On April 14, 2026, KPMG International and the INSEAD Corporate Governance Centre unveiled five global AI Governance Principles for Boards, the first institutional-grade framework designed specifically to guide directors through the oversight of artificial intelligence at enterprise scale. The Principles address five domains: strategic oversight, active technology and security oversight, workforce transformation, trustworthy AI, and board operations. They are designed to apply across industries, company sizes, and AI maturity levels.

The timing is not coincidental. KPMG's Global AI Pulse Survey reveals that nearly three-quarters of boards possess only moderate or limited AI expertise, even as AI adoption inside their companies accelerates. The gap between what boards are expected to govern and what they are actually equipped to govern has never been wider, and the KPMG and INSEAD Principles represent the first globally coordinated attempt to close it.

Why It Matters to the Board

These Principles arrive at a pivotal moment in the 2026 proxy season. Glass Lewis has flagged AI oversight as the defining governance theme this year, and proxy advisors are already scrutinizing whether boards can document director training, oversight structures, and AI risk frameworks. Companies that cannot demonstrate board-level AI governance competency face withhold recommendations, reputational exposure, and, in cases of material governance failures, Caremark-style derivative claims.

The five Principles operationalize what had previously been aspirational language. Strategic oversight means boards must engage with AI's long-term value creation potential, not merely its operational risks. Active technology and security oversight requires directors to balance AI sovereignty with organizational agility. Workforce transformation oversight demands that boards preserve human accountability even as AI drives productivity gains. Building trustworthy AI means establishing standards aligned with company values and evolving regulation. Adapting board operations means governance practices themselves must change to reflect AI's growing influence on strategy and decision-making.

For directors who have been waiting for a credible external framework to guide their oversight agenda, the KPMG and INSEAD Principles provide exactly that foundation.

The Risk If You Wait

Only 39 percent of Fortune 100 boards have any form of AI oversight, whether through a dedicated committee, a director with documented AI expertise, or an ethics board. Only 13 percent of S&P 500 companies have even one director with AI-related expertise. Those statistics represent a liability, not a knowledge gap. When AI-driven decisions produce material harm, regulatory failure, or competitive damage, the question courts and investors will ask is not whether management acted but whether the board provided adequate oversight.

The proxy season dynamic reinforces the urgency. Boards that cannot demonstrate AI literacy and documented oversight structures in their 2026 proxy statements are already behind. The institutions that set the governance agenda, including Glass Lewis, major pension funds, and activist investors, have moved AI oversight from the emerging risk category into the accountability framework. Waiting for internal consensus or a triggering event is no longer a defensible posture.

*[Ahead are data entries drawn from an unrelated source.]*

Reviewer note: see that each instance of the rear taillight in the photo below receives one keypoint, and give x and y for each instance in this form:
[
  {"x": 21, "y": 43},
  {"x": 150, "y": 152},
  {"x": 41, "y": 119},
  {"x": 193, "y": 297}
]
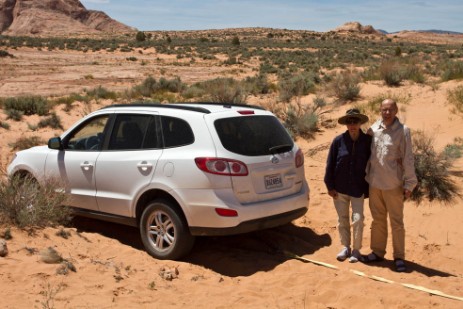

What Other Boards Are Doing

Leading boards are moving in three directions simultaneously. First, they are establishing dedicated Technology and AI committees, or formally assigning AI oversight to the Audit or Risk committee with amended charters. Second, they are onboarding directors with verified AI credentials, not as token appointments but as functional contributors to governance decisions. Third, they are commissioning documented AI inventories, risk classifications, and third-party due diligence protocols that can be disclosed to investors on demand.

Seventy percent of Fortune 500 executives report that their companies have established AI risk committees, and 41 percent have a dedicated AI governance team at the management level. The board-level gap, however, remains material. Effective oversight requires that board governance structures mirror and challenge the management structures they supervise. A management-level AI committee with no board-level counterpart is a compliance gesture, not a governance framework.

The Governance Question

The central question every board must answer before the close of Q2 is this: Can you demonstrate, in writing, that your board has the expertise, the structures, and the processes to oversee the AI systems that are material to your company's strategy and risk profile?

The KPMG and INSEAD Principles provide a sector-agnostic, globally applicable framework that can anchor that answer. But the Principles are not self-implementing. They require boards to conduct a gap analysis against the five domains, assign accountability for each domain, and establish a reporting cadence that connects management-level AI activity to board-level oversight in real time. Directors who engage with this framework proactively will be positioned to lead the governance conversation; those who do not will be responding to it.

Intelligence Bottom Line

KPMG and INSEAD have done boards a significant service by codifying what responsible AI oversight looks like in practice. The five Principles are not aspirational statements; they are a governance checklist against which institutional investors, proxy advisors, and regulators will increasingly measure board performance. The question is no longer whether boards need an AI governance framework. The question is whether your board builds one proactively or is forced to build one reactively after an incident that could have been prevented.

For Fortune 500 directors, the decision point is now. The 2026 proxy season is underway. Investor expectations are documented. The framework exists. The only variable is whether your board is ahead of this issue or behind it.